Financial engineers are also employed in securities and derivative products trading. They are particularly adept at developing trading strategies can involve opportunities across space, time, instruments, risk, legal jurisdictions, or tax rates. Recent innovation involving arbitrage across space include linkages between future exchanges so that trades made in U.S Markets can be offset by trades made in foreign markets. These global linkages are very exciting developments and have ushered in a new world of 24 hour trading. Numerous innovations in recent years have involved arbitrage across time. The best known example is probably program trading, but any situations in which the return from a strategy exceeds the cost of carry provides such potential and engineers continuously seek out such situations. Arbitrage across instruments explains many new developments which have given rise to “synthetic” instruments and “repackaging “of cash flows. Synthetic options zero coupon bonds, and collateralized mortgage obligation bonds (CMOs) are all examples of this kind of activity. Asymmetries in risk, asymmetries in market access, and asymmetries in tax exposure also create opportunities the asymmetries in tax exposure also create opportunities.
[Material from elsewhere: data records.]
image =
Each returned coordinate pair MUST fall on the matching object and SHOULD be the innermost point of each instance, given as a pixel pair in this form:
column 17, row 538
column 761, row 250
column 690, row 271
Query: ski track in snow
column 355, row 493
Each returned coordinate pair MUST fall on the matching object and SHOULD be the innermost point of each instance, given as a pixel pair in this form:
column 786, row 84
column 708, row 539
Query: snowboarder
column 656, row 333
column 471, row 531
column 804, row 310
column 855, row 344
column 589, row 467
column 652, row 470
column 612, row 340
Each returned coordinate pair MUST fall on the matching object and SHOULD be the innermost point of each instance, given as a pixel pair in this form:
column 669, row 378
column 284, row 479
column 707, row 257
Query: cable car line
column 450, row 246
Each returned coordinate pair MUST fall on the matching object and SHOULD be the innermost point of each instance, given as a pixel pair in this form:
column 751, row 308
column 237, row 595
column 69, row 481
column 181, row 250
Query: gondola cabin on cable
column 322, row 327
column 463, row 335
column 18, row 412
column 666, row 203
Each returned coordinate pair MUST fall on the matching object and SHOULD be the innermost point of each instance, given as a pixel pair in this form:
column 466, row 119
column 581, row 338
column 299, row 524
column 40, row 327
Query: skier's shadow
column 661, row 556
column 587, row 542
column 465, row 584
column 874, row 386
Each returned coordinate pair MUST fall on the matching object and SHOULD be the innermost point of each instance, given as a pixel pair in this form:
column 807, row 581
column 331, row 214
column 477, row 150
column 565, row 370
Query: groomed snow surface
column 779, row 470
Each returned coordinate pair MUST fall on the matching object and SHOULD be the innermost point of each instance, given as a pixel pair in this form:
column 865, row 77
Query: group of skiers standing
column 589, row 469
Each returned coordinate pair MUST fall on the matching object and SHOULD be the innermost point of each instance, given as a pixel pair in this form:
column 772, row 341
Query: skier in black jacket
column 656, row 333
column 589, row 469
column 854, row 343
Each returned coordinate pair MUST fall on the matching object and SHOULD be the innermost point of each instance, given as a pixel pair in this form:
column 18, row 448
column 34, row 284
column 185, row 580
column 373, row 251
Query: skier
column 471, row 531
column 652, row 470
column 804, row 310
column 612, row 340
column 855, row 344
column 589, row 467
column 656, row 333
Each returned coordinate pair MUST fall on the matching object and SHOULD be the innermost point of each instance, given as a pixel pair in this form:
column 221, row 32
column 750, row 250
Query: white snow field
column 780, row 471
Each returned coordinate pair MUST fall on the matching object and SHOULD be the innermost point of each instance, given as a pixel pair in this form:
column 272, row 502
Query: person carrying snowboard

These asymmetries explain the advent of swaps, much of the use of preferred stock, and the proliferation of special purpose partnerships.

Financial engineers have played a tremendous role in investment and money management. They have developed new investment vehicles such as “high yield “mutual funds, money market funds, sweep systems, and the repo market to mention just a few. They have also developed system for transforming high risk investment instruments into low risk investment instruments through such ingenious devices as repackaging and overcollateralization.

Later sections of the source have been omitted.